Mientras esperaba la ocasión de navegar, me conformaba con atrapar los cabos que lanzaban los marineros cuando atracaban en el muelle y sujetarlos al amarradero.

Por esas añoranzas ese muelle será para mí y para siempre, un recuerdo amado… Y triste.

Desde allí, a las ocho de la noche del 23 se diciembre de 1973 soltó amarras rumbo a Guayaquil el barco Jambelí que naufragó en la travesía. Murió una cantidad de personas cuya cifra nunca se supo con certeza. Esa fue, y sigue siendo hasta hoy la tragedia naval más dolorosa del mar ecuatoriano.

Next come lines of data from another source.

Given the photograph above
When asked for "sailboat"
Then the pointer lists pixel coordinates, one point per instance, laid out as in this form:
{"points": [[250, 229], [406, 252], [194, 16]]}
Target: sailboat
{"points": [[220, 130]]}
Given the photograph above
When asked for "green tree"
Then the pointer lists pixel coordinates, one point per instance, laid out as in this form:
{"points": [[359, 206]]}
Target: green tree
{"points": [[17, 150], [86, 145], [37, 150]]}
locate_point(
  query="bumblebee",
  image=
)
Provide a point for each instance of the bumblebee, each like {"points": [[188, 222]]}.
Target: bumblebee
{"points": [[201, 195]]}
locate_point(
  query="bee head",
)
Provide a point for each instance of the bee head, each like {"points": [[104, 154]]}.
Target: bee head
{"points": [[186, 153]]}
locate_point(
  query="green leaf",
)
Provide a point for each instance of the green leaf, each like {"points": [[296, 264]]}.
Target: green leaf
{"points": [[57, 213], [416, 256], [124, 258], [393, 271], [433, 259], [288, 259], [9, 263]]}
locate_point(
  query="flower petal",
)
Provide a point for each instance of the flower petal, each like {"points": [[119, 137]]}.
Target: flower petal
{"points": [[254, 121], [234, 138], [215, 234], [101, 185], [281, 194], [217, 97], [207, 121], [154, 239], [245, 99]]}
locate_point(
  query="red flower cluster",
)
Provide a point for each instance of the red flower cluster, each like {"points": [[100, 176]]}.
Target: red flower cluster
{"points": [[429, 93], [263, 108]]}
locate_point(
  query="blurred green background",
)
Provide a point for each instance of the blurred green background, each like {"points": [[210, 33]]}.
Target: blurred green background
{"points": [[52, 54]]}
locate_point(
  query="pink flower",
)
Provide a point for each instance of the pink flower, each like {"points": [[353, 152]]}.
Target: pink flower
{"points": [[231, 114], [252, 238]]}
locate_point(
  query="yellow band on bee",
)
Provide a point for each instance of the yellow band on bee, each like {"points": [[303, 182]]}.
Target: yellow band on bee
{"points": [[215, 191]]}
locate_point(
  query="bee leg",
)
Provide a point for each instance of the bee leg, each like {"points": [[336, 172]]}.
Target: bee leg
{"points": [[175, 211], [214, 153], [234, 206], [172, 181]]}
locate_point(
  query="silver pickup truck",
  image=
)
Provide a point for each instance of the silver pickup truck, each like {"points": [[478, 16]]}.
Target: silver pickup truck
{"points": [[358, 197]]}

En una fecha que he olvidado, por ese muelle desembarcó un cajón de madera que escondía el cuerpo de una mujer descuartizada. La habían asesinado en Guayaquil y la mandaban a Loja a nombre de un falso destinatario. El mal olor en las oficinas del correo hizo que se descubra el crimen, más no al criminal. El caso fue tratado durante días con el nombre de “El crimen de la mujer encajonada”.

En septiembre de 1953, cinco años antes de que yo nazca, el Che Guevara, junto a su amigo “Calica”, zarpó desde ese muelle en su viaje a Centroamérica, después a México, luego a Cuba y más tarde a la inmortalidad.